In altri termini, si richiede, a garanzia, da un lato, della sinallagmaticità e, dall’altro, della correttezza e “serietà” del rapporto, che l’associazione non si limiti a sottoscrivere formalmente un contratto di sponsorizzazione e a incassare il corrispettivo, ma concretamente ottemperi agli obblighi assunti con lo stesso. Pertanto, a fronte delle somme erogate dall’impresa sponsor, l’associazione sponsorizzata deve porre in essere una specifica attività volta alla promozione dell’immagine o dei prodotti del soggetto erogante. In tal modo, quindi, si realizza l'”effetto di ritorno” a favore dello sponsor, per effetto dell’abbinamento, nel corso del periodo di tempo previsto dal contratto di sponsorizzazione tra il suo nome e/o il suo marchio e l’attività dell’associazione sponsorizzata.

 

La “specifica attività” dell’associazione, quindi, si può concretizzare nell’apposizione del marchio dello sponsor sulle proprie divise di gioco e di rappresentanza, sulle borse degli atleti, sugli striscioni e sui manifesti utilizzati per pubblicizzare le proprie esibizioni sportive.
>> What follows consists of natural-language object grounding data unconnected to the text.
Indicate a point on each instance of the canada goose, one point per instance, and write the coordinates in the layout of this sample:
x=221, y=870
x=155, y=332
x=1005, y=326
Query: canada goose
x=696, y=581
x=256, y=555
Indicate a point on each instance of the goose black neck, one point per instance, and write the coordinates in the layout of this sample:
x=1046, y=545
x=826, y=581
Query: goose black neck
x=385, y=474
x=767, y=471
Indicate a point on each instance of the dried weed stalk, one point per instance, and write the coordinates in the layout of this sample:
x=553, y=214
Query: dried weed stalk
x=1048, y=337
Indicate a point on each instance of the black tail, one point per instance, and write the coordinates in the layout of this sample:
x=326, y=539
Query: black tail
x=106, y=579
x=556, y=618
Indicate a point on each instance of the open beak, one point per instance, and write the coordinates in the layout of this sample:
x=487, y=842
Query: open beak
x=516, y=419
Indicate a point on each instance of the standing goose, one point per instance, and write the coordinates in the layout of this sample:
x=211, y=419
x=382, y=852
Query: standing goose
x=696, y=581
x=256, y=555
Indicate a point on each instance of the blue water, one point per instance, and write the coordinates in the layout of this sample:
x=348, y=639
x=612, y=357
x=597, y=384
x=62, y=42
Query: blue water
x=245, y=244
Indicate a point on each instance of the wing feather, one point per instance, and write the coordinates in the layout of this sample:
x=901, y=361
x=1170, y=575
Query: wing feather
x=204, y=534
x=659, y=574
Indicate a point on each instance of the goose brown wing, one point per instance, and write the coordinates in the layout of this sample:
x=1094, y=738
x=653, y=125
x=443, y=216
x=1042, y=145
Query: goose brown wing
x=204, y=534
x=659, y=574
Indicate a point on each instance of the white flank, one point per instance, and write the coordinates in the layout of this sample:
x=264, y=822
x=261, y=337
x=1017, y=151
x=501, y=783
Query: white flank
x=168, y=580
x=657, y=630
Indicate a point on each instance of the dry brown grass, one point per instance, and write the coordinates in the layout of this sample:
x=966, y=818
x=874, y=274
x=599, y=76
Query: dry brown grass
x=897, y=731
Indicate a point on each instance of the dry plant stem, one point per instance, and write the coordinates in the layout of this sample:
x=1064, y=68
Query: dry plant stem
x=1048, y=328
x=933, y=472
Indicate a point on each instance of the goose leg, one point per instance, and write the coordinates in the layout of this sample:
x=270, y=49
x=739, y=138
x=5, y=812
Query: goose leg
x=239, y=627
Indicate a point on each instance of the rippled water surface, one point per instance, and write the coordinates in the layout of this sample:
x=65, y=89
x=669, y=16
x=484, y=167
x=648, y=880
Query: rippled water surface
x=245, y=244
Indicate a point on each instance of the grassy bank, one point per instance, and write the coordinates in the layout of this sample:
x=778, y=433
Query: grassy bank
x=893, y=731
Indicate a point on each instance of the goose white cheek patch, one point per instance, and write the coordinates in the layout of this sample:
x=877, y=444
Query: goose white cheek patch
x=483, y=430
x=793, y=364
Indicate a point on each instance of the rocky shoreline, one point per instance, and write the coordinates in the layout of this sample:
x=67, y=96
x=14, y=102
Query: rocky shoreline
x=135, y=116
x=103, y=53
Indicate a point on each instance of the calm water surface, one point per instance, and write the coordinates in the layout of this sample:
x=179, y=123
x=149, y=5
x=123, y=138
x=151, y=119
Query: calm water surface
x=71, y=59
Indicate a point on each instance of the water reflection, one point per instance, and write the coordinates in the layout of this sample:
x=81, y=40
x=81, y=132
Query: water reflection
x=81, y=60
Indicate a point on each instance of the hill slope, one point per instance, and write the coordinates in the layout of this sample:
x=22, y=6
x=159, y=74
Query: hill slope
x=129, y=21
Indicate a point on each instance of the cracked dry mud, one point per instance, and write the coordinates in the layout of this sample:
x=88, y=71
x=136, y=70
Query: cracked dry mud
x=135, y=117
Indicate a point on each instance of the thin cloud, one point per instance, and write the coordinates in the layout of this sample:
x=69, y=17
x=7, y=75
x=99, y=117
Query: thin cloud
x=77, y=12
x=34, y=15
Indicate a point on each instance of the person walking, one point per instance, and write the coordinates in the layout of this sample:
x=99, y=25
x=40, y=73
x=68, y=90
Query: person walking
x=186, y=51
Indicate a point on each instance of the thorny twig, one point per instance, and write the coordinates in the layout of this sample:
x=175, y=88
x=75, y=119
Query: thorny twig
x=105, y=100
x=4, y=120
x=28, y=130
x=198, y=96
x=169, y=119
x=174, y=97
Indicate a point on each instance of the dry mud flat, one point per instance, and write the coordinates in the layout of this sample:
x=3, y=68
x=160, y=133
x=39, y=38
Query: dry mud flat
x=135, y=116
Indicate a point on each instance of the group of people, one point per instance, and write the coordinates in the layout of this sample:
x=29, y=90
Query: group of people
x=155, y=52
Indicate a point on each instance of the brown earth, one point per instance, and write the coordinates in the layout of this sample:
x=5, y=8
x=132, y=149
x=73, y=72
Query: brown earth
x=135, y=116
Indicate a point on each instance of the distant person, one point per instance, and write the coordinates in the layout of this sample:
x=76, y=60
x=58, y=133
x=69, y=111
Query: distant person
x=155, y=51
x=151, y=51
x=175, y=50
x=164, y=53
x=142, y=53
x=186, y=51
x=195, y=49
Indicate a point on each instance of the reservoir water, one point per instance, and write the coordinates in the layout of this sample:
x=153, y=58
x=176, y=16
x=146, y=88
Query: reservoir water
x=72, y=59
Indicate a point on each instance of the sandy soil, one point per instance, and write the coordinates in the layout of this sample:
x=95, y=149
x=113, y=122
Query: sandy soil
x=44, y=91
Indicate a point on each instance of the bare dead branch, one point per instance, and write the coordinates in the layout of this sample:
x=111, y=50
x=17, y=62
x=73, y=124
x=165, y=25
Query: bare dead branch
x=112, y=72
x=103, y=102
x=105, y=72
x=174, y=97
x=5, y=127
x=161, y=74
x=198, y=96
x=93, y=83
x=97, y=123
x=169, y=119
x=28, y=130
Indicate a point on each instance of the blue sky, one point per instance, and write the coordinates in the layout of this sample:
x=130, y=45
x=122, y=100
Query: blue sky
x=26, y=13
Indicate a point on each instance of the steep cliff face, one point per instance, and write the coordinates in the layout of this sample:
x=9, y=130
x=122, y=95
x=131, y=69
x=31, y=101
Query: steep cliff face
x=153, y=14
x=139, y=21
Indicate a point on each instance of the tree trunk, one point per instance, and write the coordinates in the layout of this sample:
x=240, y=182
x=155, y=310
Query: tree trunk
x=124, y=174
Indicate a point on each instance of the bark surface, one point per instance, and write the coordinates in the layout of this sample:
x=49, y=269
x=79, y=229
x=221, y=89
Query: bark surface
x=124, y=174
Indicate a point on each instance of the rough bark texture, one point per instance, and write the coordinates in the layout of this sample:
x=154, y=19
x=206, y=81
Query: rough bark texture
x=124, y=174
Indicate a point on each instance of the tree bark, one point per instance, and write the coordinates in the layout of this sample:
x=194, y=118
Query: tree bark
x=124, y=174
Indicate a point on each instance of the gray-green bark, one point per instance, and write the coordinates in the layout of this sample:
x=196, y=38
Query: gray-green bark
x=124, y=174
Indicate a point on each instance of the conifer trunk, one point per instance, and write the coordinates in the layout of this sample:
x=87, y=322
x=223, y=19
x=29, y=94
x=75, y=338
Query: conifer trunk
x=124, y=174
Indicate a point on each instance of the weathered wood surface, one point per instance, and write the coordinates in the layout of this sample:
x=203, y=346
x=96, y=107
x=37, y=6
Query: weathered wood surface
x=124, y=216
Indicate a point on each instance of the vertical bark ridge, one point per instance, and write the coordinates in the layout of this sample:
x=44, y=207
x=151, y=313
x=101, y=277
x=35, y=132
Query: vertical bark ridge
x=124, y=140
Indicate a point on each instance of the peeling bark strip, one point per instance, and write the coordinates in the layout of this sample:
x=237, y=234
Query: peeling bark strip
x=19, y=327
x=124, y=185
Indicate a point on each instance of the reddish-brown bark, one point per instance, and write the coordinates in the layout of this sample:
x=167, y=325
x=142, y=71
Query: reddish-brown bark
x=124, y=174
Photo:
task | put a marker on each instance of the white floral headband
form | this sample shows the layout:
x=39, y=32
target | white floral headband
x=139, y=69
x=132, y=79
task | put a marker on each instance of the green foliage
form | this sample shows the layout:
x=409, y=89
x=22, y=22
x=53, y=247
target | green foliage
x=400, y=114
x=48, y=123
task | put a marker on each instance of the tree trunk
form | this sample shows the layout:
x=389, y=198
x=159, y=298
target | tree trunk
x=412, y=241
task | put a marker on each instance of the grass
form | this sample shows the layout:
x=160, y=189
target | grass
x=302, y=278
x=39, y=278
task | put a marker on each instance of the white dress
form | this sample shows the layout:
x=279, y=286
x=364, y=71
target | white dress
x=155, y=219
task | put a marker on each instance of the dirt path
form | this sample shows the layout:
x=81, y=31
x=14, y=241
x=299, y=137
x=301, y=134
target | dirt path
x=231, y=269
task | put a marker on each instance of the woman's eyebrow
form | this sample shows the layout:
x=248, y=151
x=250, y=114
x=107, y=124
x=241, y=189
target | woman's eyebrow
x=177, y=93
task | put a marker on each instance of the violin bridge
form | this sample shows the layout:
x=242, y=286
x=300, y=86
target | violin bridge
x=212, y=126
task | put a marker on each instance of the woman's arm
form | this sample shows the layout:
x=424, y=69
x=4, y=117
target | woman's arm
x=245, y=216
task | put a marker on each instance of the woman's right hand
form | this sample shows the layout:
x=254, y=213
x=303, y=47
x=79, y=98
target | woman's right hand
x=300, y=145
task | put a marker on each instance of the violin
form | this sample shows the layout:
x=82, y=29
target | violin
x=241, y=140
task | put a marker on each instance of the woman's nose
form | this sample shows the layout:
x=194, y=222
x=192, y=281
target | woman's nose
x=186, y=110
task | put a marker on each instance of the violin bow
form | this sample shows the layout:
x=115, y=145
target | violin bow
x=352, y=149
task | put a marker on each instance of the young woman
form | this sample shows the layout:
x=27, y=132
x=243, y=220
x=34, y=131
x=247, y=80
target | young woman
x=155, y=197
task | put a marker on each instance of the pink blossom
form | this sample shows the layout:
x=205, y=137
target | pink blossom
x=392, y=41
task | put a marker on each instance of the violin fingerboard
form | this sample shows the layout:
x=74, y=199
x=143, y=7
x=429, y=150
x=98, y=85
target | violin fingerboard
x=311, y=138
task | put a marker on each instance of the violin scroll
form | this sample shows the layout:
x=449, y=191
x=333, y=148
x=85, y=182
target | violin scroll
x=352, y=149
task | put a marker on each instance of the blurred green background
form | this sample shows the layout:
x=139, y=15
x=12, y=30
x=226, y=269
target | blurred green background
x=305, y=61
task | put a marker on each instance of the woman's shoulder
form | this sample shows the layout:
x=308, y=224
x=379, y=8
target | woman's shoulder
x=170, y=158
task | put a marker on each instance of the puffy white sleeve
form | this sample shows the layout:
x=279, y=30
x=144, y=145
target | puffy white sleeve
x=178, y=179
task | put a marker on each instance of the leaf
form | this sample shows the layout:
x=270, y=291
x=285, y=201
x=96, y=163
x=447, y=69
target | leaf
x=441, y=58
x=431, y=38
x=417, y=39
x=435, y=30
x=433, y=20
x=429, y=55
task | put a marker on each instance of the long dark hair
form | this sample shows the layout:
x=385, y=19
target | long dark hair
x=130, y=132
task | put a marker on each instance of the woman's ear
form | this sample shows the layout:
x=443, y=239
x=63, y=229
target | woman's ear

Più in generale, l’associazione sportiva sponsorizzata si obbliga a promuovere e divulgare il nome e il marchio dello sponsor nell’ambito di qualsiasi iniziativa o evento collegato alla sua attività.

 

Il superamento del limite dei 200mila euro

 

L’articolo 90, comma 8, legge 289/2002, come ricordato, indica espressamente un limite annuo massimo (200mila euro) entro il quale, al ricorrere delle condizioni previste, le somme corrisposte alle associazioni sportive dilettantistiche costituiscono per il soggetto erogante spese di pubblicità, integralmente deducibili dal reddito d’impresa. È lecito chiedersi, pertanto, qual è il trattamento fiscale da riservare alle somme eccedenti il predetto limite.

 

Sulla questione è intervenuta l’Agenzia delle Entrate, con la risoluzione n. 57/2010, in cui è stato precisato che “considerata anche la ratio dell’articolo 90 della legge n. 289 del 2002, diretta ad agevolare il settore delle società e associazioni sportive dilettantistiche – il quale trae la maggiore fonte di finanziamento dall’attività di sponsorizzazione – consegue che la previsione recata dallo stesso articolo non introduce un limite massimo all’integrale deducibilità dal reddito d’impresa delle somme corrisposte agli enti di cui trattasi, ma individua l’importo entro il quale dette somme costituiscono per presunzione assoluta spese di pubblicità“.

 

In altri termini, il limite di 200mila euro deve essere inteso come limite ai fini dell’operatività della presunzione prevista dalla disposizione in commento e non come limite assoluto alla deducibilità. Il superamento del limite, quindi, non determina automaticamente la non deducibilità – ovvero la deducibilità limitata prevista per le spese di rappresentanza – del costo sostenuto dallo sponsor.

 

Pertanto, nella ipotesi in cui il soggetto erogante versi all’associazione sportiva una somma di denaro superiore al limite dei 200mila euro, l’eccedenza sarà eventualmente deducibile dal suo reddito d’impresa come spesa di pubblicità e propaganda (ai sensi dell’articolo 108, comma 2, primo periodo, del Tuir) a condizione che:

 

  • la natura del rapporto contrattuale presenti tutti i requisiti formali e sostanziali riscontrabili in un rapporto di sponsorizzazione o di altra prestazione pubblicitaria

 

  • siano soddisfatti, secondo i principi generali recati dall’articolo 109 del Tuir, i requisiti della competenza, della certezza, quanto all’esistenza del costo, e dell’oggettiva determinabilità dello stesso, quanto al relativo ammontare, nonché dell’inerenza della spesa ad attività o beni da cui derivino ricavi o altri proventi imponibili.